The 1in12 Anarchist Library Collective, is one of the many collectives that forms Bradford’s 1in12 club. Founded in the early 1980s and later evolving into a broader social centre, the club is a self-managed, members-run space that sometimes functions as a gig venue, an art spaces, a cinema, and whatever else the members want it to be.
This library shows how these spaces are more than rows of shelves, with nooks, and cupboards stuffed full of newspapers. It shows how libraries can be hubs of radical thought, resistance, and community empowerment., the 1in12 Library collective has committed itself to challenging systems of oppression and creating spaces that facilitate grassroots education, mutual aid, and collective action.

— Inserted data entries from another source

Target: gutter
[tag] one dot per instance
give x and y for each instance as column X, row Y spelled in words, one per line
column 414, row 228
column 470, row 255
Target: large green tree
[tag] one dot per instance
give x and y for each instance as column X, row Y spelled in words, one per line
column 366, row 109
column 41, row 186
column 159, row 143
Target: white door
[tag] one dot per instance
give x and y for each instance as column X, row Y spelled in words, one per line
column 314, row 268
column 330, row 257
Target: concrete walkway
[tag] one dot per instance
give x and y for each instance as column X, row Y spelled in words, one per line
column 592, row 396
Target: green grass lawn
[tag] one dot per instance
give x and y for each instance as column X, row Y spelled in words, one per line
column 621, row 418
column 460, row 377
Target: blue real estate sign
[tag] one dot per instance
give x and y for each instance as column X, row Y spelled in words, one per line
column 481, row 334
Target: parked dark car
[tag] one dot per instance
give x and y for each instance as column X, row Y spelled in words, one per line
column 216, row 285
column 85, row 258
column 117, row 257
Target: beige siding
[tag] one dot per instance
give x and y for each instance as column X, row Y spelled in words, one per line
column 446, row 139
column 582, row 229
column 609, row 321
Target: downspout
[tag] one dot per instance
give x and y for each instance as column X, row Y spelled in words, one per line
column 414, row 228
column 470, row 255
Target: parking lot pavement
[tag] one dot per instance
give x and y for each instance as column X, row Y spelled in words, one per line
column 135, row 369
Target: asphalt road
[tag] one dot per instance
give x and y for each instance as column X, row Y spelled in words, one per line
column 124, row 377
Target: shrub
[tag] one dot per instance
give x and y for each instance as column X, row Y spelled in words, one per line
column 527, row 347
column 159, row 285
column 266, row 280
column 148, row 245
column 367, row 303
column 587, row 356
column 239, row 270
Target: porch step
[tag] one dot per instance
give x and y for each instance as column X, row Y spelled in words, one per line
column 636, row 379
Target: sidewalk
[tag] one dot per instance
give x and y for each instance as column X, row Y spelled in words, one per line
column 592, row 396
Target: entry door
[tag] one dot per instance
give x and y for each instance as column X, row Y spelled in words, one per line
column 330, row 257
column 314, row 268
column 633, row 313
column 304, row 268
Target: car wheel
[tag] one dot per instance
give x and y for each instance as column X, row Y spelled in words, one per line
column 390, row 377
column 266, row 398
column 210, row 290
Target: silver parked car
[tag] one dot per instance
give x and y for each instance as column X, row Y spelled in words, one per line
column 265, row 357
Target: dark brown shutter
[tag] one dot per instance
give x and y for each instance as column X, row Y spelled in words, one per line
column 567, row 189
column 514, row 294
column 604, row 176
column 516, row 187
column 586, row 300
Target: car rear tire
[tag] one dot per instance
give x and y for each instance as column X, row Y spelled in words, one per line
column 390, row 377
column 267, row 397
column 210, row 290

From the beginning there has been debate about how anarchist libraries operate in a way that reflects the values of the space. An early mooted idea was to do away with classification completely and let people discover the books by seeing which resonated with them; an idea that the librarians amongst the collective couldn’t get on board with. There needed to be some sort of cataloguing. Then began debates on what cataloguing was necessary, what cataloguing continued to enact the same violence of the state or iniquity of our society? Essentially, how can this library be better for the world not only in what it contains but also how it operates.
Radical libraries pop-up anywhere that there is grassroots activism and a need to preserve radical knowledge and a desire to encounter new, challenging ideas. Whether nestled in squatted buildings, community centers, or repurposed shipping containers, these libraries share common goals: to democratize knowledge, encourage readers to expand their understanding of what communities are possible, and support movements for justice.
You’ll find radical libraries all over the world. In Brooklyn, New York, the Interference Archive is available to everyone and aims to preserve ‘the collective history of those struggling for social change’, La Biblioteca Social Reconstruir in Mexico City was founded by a refugee from the Spanish Civil War who opened a public library with his collection, and Mosireen Archive in Cairo have created in online archive of footage from the Egyptian Revolution in 2011.
Libraries are never neutral spaces, they are always rooted in the political of their context, how the collections have come together, and who they are open to. Radical libraries position themselves as agents of social change. They serve as sanctuaries for marginalized voices and as training grounds for activism. Their collections preserve the histories of movements that mainstream institutions often ignore or sanitize.
You can join the 1in12 and access their library. You can be part of the active preservation and conversation around radical ideas. You can, if you’d like, head to the top floor of the 1in12, make a brew of ginger tea, pop the heater on, and grab a pamphlet from the shelf, settling in for a few hours of reading. It’s open every first Saturday of the month from now until the revolution.